The Privacy ZEBRA: Zero Evidence Biometric Recognition Assessment
This work addresses privacy assessment for biometric and speech systems, with potential for broader standards, though it is incremental as it focuses on metrics rather than new solutions.
The paper tackles the lack of privacy evaluation metrics in speech technology by introducing the ZEBRA framework with two new metrics for measuring privacy preservation, and demonstrates their application in the VoicePrivacy challenge.

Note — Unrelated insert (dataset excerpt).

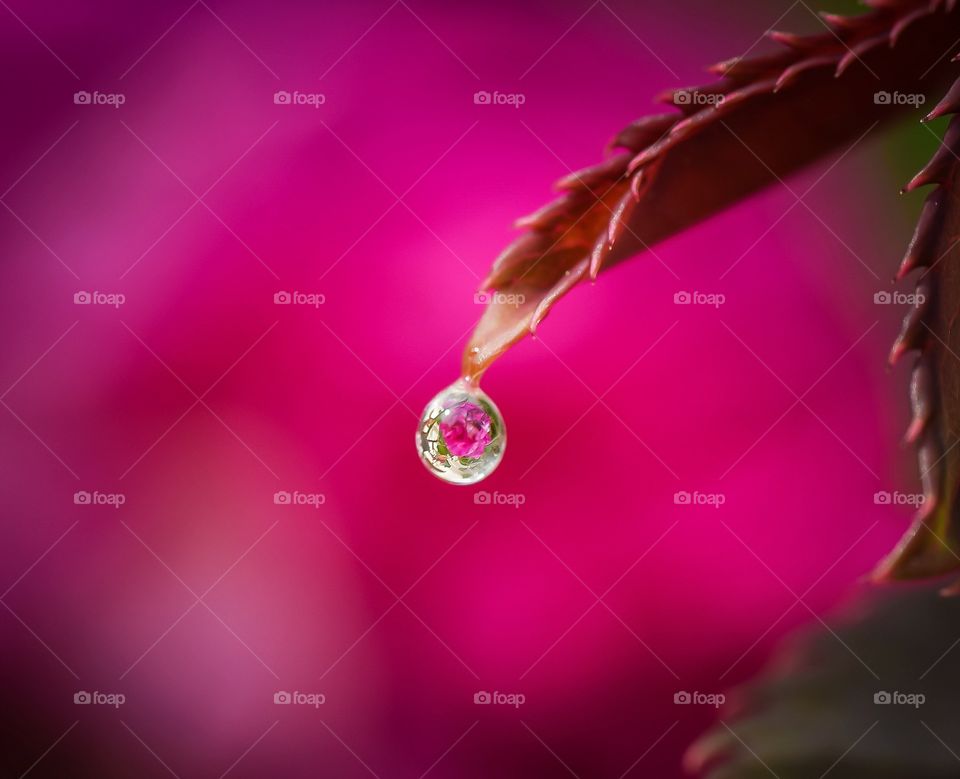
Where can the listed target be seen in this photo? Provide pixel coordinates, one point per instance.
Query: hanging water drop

Mounting privacy legislation calls for the preservation of privacy in speech technology, though solutions are gravely lacking. While evaluation campaigns are long-proven tools to drive progress, the need to consider a privacy adversary implies that traditional approaches to evaluation must be adapted to the assessment of privacy and privacy preservation solutions. This paper presents the first step in this direction: metrics. We introduce the zero evidence biometric recognition assessment (ZEBRA) framework and propose two new privacy metrics. They measure the average level of privacy preservation afforded by a given safeguard for a population and the worst-case privacy disclosure for an individual. The paper demonstrates their application to privacy preservation assessment within the scope of the VoicePrivacy challenge. While the ZEBRA framework is designed with speech applications in mind, it is a candidate for incorporation into biometric information protection standards and is readily extendable to the study of privacy in applications even beyond speech and biometrics.